「看美人如畫。」
秦如薇瞪他一眼。
「你這些日子過得怎樣?可還順當?」莊楚然知她麵皮薄,也不逗她了。
「挺好的,開了鋪子就忙得緊,不過真的挺好。」秦如薇看了看他,道:「我還做了一事,嗯,壞事。」
莊楚然挑眉。
秦如薇把玩著手上的荷包,淡聲道:「我把鄧家毀了一半。」
莊楚然聞言坐直了身子,問:「可有吃虧?」
秦如薇一怔,隨即露出一個溫暖的笑容來,搖了搖頭,道:「既然做得,我自不會吃虧。」見他靜默看著自己,便徐徐將如何算計鄧家的事從頭到尾說了個清楚明白。
莊楚然皺起眉。
秦如薇一直注意著他的表情,見他皺眉,斂了眼皮,道:「可是覺得我太惡毒了些?」
「你怎會這般想?」莊楚然滿面愕然的望著她。
秦如薇低頭不語。
莊楚然想了想,失笑道:「我只是想,你有煩心事,怎的不告與我,偏要,偏要欠那唐冶的人情?」
她說到求的唐冶幫忙,心裡還著實酸的不輕,唐冶那人,長了一副好皮相,嘴巴跟用油刷過似的,甜言蜜語張口就來,別以為,他不知道那小子看秦如薇的目光。

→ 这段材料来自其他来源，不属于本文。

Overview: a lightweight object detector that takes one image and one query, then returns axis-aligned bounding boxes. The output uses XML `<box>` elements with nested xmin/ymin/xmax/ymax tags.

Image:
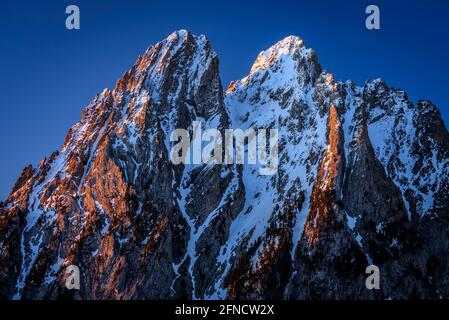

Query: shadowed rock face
<box><xmin>0</xmin><ymin>30</ymin><xmax>449</xmax><ymax>299</ymax></box>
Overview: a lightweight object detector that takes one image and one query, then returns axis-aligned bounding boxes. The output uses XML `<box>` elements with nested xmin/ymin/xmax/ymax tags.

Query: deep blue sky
<box><xmin>0</xmin><ymin>0</ymin><xmax>449</xmax><ymax>199</ymax></box>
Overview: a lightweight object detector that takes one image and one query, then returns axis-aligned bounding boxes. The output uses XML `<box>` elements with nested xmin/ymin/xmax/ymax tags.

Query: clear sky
<box><xmin>0</xmin><ymin>0</ymin><xmax>449</xmax><ymax>199</ymax></box>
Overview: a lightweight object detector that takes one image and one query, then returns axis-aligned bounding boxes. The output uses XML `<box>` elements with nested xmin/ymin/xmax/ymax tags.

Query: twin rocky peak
<box><xmin>0</xmin><ymin>30</ymin><xmax>449</xmax><ymax>299</ymax></box>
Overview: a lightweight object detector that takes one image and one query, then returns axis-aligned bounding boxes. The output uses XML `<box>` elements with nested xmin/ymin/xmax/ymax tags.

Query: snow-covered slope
<box><xmin>0</xmin><ymin>30</ymin><xmax>449</xmax><ymax>299</ymax></box>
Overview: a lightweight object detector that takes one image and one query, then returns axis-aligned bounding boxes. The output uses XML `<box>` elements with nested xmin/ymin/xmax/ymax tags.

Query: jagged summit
<box><xmin>0</xmin><ymin>30</ymin><xmax>449</xmax><ymax>300</ymax></box>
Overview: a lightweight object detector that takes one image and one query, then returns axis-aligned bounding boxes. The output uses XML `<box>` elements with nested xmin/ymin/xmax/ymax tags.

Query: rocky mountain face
<box><xmin>0</xmin><ymin>30</ymin><xmax>449</xmax><ymax>299</ymax></box>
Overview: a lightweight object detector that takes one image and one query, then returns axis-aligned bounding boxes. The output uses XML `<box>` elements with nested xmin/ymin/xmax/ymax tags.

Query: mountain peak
<box><xmin>250</xmin><ymin>36</ymin><xmax>305</xmax><ymax>74</ymax></box>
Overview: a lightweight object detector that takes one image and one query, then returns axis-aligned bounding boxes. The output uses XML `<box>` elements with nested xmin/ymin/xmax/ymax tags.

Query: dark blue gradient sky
<box><xmin>0</xmin><ymin>0</ymin><xmax>449</xmax><ymax>199</ymax></box>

所以,他確實有些惱,惱她找唐冶幫忙,而不是想到自己。
秦如薇呃了一聲,偷眼看去,這人,是醋了?
意識到這一點,秦如薇心裡有一絲甜意蔓延開去,甜絲絲的。
她咳了兩聲,道:「你不是出去遊學了嗎?遠水救不了近火。」
莊楚然更懊惱了,道:「我這趟離開,可真是離開得不是時候,倒讓唐家那小子有機可乘了。」
秦如薇嗔笑,斜睨著他道:「瞧你說的,是個秀才爺說的話麼?」頓了頓又道:「我們,也只是君子之交,並無其它。」
得,這是解釋了!
秦如薇臉上發燙,扭過頭去。
莊楚然卻是歡喜了,問:「真的?你真這麼想?」
語氣裡帶著揶揄,秦如薇的臉越發燙了,想起莊大娘,熱度便冷了幾分,轉移話題道:「端午時,我去了你家一趟。」
莊楚然一愣,濃眉皺了起來,直覺她接下來的話有些不好聽。
「給你娘送了兩香囊,她恰好去求了支好簽,是支上上籤,說你將來得娶貴妻,前程似錦。」秦如薇看著他,道:「莊大娘她,對你的期望極高。她說了,將來給你求娶媳婦兒,這第一個,就是要身家清白的大姑娘。」
莊楚然突然覺得心有些慌,執過她的手,道:「你放心裡去了?」
秦如薇看著那握著自己的大手,指骨分明又修長,發抿了一下唇,道:「你也知道,我從前。。。」
「我不介意。」莊楚然打斷她。
「莊大娘介意,若是莊大娘一直不允呢?」秦如薇定定地看著他,問:「你當如何?」
「不會的。」
「莊大哥,今上重孝道,一個孝字能壓死人,為我,你能走到哪一步?」秦如薇淡聲道:「莊大娘連官媒都尋了。」
莊楚然呼吸一窒,眸中變幻莫測。
「瞧我,說這個作什麼?這也不是你我能決定的事兒。」秦如薇苦笑。
自古婚姻,父母之命,媒灼之言,兩情相悅而成的,又有多少?
「不,你錯了!」莊楚然緊緊握著她的手,道:「我會走到底,一直,你相信我。」
秦如薇有些愣神。
「我會求得她同意,薇兒,你等我可好?」莊楚然似是哀求,似是宣誓,認真地道:「我會以三書六禮為聘,讓你堂堂正正的成為我的妻,你等我可好?」
不可否認的,他說出這麼一番話,秦如薇的心著實不爭氣的跳了幾下。
看著緊握著自己手的那一雙手,再看他黑黑沉沉的眸子,秦如薇咬牙點頭:「好。只要你不放手,我會等。」
再信一次愛情又如何?若是不能,大不了,她自己一個人過!
莊楚然雙眼一亮,緊緊握著她的手,兩人對視著,笑容清淺,咚咚咚的心跳聲,從相握的手穿透彼此。
作者有話說:言情啊言情,作者君總感覺古人言情好難,於是,我又渣了一把,這情言的,好爛!咳!